Además, el organismo también ha solicitado en un distrito del sur de Florida la autorización para llevar a cabo diligencias de obtención de pruebas “en un procedimiento extranjero” contra la FIFA, que tiene sedes en Coral Gables, cerca de Miami.
Thrive y Kushner eran considerados como los inversores principales, dispuestos a abonar 4.200 millones de dólares a la FIFA a cambio de un 20% de participación en una división que se encargaría de las actividades comerciales del ente rector del fútbol, incluyendo el Mundial.
“Los asesores legales de la UEFA están evaluando la posibilidad de iniciar un procedimiento penal en Suiza contra Infantino y quizás otros funcionarios de la FIFA por gestión desleal delictiva conforme al artículo 158 del Código Penal suizo”, reza un documento de 56 páginas revisado por la agencia.
El escrito también señala que la cifra de 4.200 millones de dólares podría considerarse un “precio fraudulentamente elevado” promovido por Infantino para su beneficio personal.
El presidente de la FIFA abandonó la idea de vender los derechos el 1 de agosto, tras una fuerte oposición de dirigentes del fútbol global, incluida la UEFA.
La UEFA advirtió por primera vez sobre posibles acciones legales el 3 de agosto, demandando que la FIFA no destruyera ni ocultara ningún “material relevante” relacionado con el proyecto.
“Infantino argumentó que el plan ‘liberaría el potencial y la oportunidad comercial que posee la FIFA’”, indicaron los abogados de la UEFA en el tribunal. “Sin embargo, en verdad, servía como un medio para que Infantino y su reducido círculo adquirieran una participación permanente en los activos más valiosos de la FIFA y obtuvieran beneficios de ellos, a expensas de la FIFA, sus miembros y otras partes dentro del entorno futbolístico.
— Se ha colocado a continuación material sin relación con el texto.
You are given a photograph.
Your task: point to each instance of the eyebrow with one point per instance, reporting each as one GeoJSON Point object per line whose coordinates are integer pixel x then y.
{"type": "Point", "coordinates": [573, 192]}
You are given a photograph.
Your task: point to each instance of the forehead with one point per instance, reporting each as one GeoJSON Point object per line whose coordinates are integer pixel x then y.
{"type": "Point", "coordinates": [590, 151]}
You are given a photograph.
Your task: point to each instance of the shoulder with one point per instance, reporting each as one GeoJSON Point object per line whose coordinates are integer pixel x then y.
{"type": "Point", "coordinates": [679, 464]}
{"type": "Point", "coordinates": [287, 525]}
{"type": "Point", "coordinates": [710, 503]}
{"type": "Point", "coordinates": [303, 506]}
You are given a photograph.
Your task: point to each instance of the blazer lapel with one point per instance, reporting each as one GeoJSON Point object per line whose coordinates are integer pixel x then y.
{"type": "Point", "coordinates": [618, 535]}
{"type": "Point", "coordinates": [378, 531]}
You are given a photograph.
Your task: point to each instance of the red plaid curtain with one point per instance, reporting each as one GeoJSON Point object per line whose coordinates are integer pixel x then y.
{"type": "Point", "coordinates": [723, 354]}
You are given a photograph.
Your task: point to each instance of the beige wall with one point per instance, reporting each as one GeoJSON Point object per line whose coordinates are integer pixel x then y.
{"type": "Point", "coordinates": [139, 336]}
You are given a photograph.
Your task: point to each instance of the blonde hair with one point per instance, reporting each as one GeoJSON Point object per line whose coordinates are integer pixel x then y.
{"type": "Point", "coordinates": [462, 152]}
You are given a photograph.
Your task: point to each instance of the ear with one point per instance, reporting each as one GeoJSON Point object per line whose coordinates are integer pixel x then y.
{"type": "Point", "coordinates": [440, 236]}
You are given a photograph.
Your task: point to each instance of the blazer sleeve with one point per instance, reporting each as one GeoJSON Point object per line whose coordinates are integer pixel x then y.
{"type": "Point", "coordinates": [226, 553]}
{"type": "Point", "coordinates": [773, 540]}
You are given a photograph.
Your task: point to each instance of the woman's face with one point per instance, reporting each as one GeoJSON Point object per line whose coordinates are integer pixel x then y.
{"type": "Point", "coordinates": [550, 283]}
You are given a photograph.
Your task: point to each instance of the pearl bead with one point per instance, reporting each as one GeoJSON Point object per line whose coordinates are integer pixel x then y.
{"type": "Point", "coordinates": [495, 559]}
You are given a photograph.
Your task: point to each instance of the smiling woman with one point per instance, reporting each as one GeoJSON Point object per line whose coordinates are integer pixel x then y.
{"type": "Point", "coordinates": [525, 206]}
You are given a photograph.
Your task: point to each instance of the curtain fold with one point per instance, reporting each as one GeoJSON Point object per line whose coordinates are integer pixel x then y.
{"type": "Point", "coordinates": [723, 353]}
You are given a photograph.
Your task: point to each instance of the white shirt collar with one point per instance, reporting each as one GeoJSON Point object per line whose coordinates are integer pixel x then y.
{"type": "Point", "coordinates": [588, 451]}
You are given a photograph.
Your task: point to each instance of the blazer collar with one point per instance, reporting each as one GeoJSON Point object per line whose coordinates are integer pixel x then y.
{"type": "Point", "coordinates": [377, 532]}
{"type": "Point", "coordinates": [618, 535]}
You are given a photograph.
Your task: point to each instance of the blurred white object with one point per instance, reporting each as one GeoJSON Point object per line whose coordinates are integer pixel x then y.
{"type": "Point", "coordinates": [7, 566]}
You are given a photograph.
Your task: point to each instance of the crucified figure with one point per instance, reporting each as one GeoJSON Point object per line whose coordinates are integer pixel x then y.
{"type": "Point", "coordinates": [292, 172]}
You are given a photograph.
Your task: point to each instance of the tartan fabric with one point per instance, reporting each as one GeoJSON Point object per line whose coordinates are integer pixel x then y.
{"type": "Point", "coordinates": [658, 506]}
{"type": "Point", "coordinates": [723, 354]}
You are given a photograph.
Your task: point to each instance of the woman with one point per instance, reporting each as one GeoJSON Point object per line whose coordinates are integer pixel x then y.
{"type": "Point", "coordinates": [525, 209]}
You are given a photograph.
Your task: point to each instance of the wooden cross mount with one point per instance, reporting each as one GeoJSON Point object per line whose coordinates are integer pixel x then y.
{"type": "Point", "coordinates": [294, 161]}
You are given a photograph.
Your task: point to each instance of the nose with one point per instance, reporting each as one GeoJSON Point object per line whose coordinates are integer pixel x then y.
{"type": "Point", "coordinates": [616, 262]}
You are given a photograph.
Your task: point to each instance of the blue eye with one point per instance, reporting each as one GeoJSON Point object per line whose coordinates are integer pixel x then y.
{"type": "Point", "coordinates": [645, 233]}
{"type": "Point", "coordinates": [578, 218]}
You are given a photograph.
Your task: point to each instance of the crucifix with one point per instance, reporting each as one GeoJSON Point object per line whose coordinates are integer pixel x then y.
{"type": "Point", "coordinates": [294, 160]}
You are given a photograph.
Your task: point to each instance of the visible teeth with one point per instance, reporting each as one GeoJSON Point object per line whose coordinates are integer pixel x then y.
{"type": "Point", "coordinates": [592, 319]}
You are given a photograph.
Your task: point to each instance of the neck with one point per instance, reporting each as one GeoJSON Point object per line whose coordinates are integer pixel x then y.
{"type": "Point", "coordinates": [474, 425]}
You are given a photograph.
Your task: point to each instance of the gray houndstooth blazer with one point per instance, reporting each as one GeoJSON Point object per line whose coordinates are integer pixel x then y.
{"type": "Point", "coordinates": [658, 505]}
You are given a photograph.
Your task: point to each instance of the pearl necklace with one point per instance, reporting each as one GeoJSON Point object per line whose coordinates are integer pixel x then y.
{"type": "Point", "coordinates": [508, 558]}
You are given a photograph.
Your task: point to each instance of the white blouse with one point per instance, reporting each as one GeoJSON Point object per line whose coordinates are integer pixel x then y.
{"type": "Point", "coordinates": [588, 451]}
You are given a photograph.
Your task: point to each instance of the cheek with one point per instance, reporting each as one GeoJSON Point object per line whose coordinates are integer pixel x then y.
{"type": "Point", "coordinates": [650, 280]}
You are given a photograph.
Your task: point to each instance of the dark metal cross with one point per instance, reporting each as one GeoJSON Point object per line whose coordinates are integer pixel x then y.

“Según las condiciones anunciadas por Infantino, esos inversores podrían conseguir un interés financiero permanente en la rama comercial de la FIFA por 4.200 millones de dólares, lo que representaba una valoración empresarial excesivamente reducida de tan solo 20.000 millones de dólares, valor que no se determinó a través de una subasta abierta y competitiva, ni fue sometido a evaluación por un tasador independiente”, añadieron.
Hasta el momento, no se ha recibido respuesta de representantes de la FIFA ni de Thrive para realizar comentarios al respecto.